If you’re an economist, you know about Jan Tinbergen, who shared the first Nobel Prize in Economics with Ragnar Frisch in 1969 for his work on dynamic models of economic processes. If you’re an evolutionist, you know about the other Tinbergen, Jan’s younger brother Niko, who shared the Nobel Prize in Medicine with Konrad Lorenz and Karl von Frisch in 1973 for his foundational work on ethology, the study of animal behavior.
Niko wrote an elegant paper in 1963 titled “On the Aims and Methods of Ethology” that summarizes, in the form of four questions, why evolutionary theory is so good at integrating across disciplines. Tinbergen’s four questions go a long way toward answering the question “What’s evolution got to do with it?”
1) What is the function of the trait, or why does it otherwise exist compared to the many traits that could exist in the lineage? The process of variation and selection winnows a small subset of traits that adapt organisms to their environments from a much larger set of traits that could equally exist but do not because they were not selected. Evolutionists call this ultimate causation. It provides a powerful (but not infallible) way of inferring the properties of organisms knowing only a little bit about the environmental context. For example, we can confidently predict that desert creatures are likely to be sandy colored to avoid being detected by their predators and prey. We can make this prediction for all desert-dwelling creatures, without knowing anything about their genes or physical makeup.
Although this example is simple, adaptationist thinking is full of complexities and pitfalls. Not all traits are adaptive; they can be a product of drift, a byproduct of other traits, or adaptive in the past but not the present.
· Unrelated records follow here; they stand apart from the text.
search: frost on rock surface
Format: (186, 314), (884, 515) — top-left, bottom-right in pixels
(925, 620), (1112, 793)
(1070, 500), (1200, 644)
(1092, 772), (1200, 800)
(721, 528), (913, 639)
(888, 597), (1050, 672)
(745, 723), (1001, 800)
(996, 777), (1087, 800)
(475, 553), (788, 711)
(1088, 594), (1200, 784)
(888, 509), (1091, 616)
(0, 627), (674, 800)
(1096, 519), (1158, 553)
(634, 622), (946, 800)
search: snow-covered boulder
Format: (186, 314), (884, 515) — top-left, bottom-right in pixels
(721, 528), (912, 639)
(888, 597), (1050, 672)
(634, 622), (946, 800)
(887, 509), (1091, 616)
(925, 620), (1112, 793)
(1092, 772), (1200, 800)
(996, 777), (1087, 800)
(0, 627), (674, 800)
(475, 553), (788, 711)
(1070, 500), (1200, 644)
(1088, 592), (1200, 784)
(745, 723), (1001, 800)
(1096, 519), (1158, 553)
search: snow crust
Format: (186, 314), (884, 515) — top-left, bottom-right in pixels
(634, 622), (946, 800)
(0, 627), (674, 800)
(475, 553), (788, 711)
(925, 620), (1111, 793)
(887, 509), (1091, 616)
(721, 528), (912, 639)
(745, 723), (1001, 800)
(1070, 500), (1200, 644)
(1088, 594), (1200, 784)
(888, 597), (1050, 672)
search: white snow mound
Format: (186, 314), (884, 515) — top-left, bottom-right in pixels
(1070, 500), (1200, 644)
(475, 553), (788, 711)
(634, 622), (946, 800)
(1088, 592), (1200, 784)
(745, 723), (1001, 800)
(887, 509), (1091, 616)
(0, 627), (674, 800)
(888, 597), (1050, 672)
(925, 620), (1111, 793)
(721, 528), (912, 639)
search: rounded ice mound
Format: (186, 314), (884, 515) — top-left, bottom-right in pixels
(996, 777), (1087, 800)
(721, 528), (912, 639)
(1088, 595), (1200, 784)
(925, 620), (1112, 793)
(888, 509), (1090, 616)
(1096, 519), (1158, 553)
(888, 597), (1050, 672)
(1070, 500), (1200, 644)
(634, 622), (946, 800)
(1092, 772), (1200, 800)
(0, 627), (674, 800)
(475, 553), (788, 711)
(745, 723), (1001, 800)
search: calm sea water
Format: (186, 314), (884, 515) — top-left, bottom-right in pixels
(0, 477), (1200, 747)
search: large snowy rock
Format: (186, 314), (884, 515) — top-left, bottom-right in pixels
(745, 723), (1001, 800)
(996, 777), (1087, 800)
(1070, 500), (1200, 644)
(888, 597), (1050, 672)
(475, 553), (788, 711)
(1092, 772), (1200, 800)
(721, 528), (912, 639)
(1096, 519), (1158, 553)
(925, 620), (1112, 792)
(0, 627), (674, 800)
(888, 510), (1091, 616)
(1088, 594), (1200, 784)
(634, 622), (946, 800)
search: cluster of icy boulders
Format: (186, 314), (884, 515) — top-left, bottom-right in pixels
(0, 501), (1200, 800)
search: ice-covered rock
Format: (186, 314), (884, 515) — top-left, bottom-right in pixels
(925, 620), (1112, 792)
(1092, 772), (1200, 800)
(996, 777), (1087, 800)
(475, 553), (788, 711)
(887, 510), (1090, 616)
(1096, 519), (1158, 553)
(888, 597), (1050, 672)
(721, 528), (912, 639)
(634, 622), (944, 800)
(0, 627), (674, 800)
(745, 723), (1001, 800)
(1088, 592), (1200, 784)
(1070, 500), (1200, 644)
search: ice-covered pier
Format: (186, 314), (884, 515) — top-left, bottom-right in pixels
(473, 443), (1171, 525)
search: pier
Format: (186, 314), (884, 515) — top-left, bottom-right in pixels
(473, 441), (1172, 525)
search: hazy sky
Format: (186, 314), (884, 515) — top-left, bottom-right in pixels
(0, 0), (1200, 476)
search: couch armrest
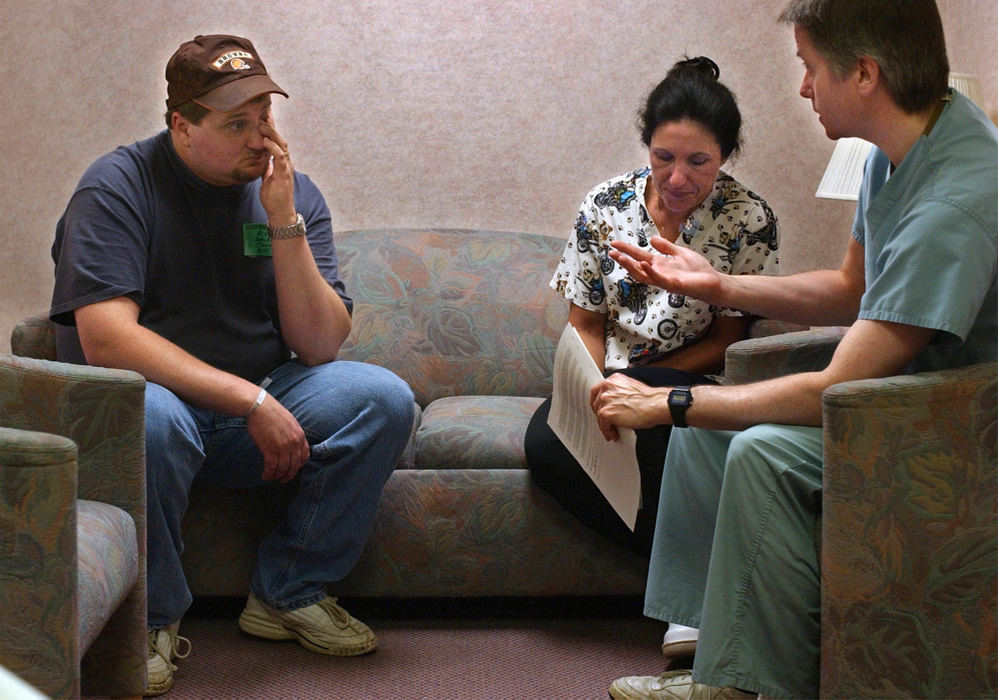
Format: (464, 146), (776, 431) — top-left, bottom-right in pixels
(0, 355), (147, 696)
(0, 355), (145, 521)
(821, 363), (998, 697)
(10, 314), (56, 360)
(0, 427), (80, 697)
(724, 326), (846, 384)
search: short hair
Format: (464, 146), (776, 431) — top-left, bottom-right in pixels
(779, 0), (949, 114)
(638, 56), (742, 159)
(166, 100), (209, 129)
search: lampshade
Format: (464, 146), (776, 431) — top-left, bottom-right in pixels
(814, 73), (984, 202)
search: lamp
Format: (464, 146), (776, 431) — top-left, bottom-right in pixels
(814, 73), (984, 202)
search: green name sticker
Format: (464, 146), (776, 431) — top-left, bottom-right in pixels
(243, 224), (271, 258)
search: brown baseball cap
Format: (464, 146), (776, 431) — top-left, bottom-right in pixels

When they are adaptive, they might benefit genes, individuals or groups. They might be a product of sexual rather than natural selection. What counts as adaptive in the evolutionary sense of the word can be perversely maladaptive in the everyday sense of the word. Species can even evolve themselves to extinction. Thus, although the answer to Tinbergen’s first question can be a no-brainer, it can also require a sophisticated understanding of evolutionary theory.
2) What is the phylogeny, or evolutionary history of the trait? Answering this question provides information that was not required to answer the first question. A marsupial’s pouch and placental mammal’s womb have the same function (to develop offspring) but are very different from each other, based on the fact that marsupials and mammals evolved on different continents. Evolution is a historical process and seldom takes exactly the same path twice. A trait will not be fully understood until its particular evolutionary trajectory is known.
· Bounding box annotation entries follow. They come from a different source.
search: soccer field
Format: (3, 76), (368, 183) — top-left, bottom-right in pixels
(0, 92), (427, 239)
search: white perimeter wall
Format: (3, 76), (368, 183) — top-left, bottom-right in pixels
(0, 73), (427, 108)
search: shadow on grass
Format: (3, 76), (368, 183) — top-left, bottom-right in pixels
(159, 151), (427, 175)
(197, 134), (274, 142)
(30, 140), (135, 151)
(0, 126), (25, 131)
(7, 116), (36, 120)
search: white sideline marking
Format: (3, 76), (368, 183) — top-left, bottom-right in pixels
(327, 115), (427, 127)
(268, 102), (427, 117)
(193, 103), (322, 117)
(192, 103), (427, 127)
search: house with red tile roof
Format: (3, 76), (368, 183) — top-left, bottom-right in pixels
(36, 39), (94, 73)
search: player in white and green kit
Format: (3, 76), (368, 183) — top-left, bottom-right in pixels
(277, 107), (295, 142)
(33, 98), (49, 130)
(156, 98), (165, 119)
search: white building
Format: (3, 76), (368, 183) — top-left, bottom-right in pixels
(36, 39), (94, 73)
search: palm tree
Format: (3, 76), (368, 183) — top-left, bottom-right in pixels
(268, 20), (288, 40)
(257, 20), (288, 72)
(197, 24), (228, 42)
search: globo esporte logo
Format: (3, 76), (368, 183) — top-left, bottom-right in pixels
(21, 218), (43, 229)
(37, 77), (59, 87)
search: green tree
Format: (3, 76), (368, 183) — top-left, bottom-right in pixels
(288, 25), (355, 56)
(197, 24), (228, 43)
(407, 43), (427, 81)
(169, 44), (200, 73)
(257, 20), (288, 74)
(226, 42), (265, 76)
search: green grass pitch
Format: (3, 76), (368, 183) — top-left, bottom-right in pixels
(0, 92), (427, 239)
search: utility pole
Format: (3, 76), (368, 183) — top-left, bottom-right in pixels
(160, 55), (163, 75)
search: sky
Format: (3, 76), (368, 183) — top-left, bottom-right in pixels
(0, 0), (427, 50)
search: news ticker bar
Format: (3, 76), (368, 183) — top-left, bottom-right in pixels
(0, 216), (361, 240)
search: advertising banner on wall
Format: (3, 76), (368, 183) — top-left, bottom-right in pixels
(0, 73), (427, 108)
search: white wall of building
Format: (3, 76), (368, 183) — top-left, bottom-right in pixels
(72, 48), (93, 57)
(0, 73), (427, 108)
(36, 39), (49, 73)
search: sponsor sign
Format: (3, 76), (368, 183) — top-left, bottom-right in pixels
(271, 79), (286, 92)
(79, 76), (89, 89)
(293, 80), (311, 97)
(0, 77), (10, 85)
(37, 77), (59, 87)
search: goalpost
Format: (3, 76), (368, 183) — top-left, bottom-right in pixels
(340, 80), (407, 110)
3) What is the mechanism of the trait? Regardless its function or history, it also has a physical basis that must be understood in mechanistic terms. Evolutionists call this proximate causation. The functional answer to why flowers bloom in spring is because that’s the best time to bloom for the survival and reproduction of the plant. The mechanistic answer can be completely different, such as a physiological response to day length.
4) How did the trait develop? Organisms have histories in addition to lineages and the development of traits usually reflects a complex interaction between the organism and the environment, even when the outcome is highly invariant, such as the development of the eye.
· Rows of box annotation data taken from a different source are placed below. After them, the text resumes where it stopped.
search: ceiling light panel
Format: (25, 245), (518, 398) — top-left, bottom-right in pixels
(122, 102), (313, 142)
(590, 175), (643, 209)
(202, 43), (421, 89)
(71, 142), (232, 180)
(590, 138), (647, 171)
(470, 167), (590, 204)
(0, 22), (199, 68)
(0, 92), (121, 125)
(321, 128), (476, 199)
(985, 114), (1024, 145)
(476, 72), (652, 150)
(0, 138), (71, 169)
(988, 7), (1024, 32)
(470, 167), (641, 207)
Each question can be answered independently to a degree but they are best answered in combination. This is the kind of integration that is far more advanced for the biological sciences than for human-related subjects. Even the biological sciences are still a work in progress. It is common for evolutionists to reason on the basis of ultimate causation without paying much attention to proximate causation. It is even more common for biologists who concentrate on proximate causation, such as molecular biologists, to ignore ultimate causation. Phylogenies are often constructed without reference to the selection pressures that partially brought them about. And the so-called modern synthesis that formed in the 1940′s largely ignored development, which is why “evo-devo” became a new field of inquiry in the 1980′s. Research programs that provide answers to all four questions are awesome in their scope and explanatory power, such as Richard Lenski’s research on experimental evolution in microbes. Most biologists would agree that this is the ideal to strive for, even when it is difficult to achieve for particular study systems.
For decades, we have been fancied as set apart from the rest of life by our capacity for cultural change, as if this lifts us outside the orbit of evolution. Once we realize that this capacity is a product of genetic evolution and itself an evolutionary process, the need for Tinbergen’s four questions becomes doubly needed–to explain both the capacity and the specific products of cultural evolution.
The ideal of answering all four questions in an integrated fashion forces the evolutionist to integrate knowledge across disciplines. It is impossible to study human psychology, for example, without consulting anthropology and paleo-anthropology. In the recent EI/NESCent workshop on integrating economics and evolution, the participants represented the fields of anthropology, economics, history, political science, psychology, neurobiology, and theoretical biology. The conversation easily shifted from one discipline to another, because we were all accustomed to thinking about Tinbergen’s four questions in an integrated fashion. Contrast this with the encapsulated nature of economics as a discipline, which isolates it from other human-related disciplines, not to speak of the biological sciences. The workshop participants were trying to formulate an answer to the question “What’s evolution got to do with it?”, but the fact that we were in the same room and capable of talking with each other provided part of the answer.
Who would have thought that the other Tinbergen would have even more to say about economics than his older brother?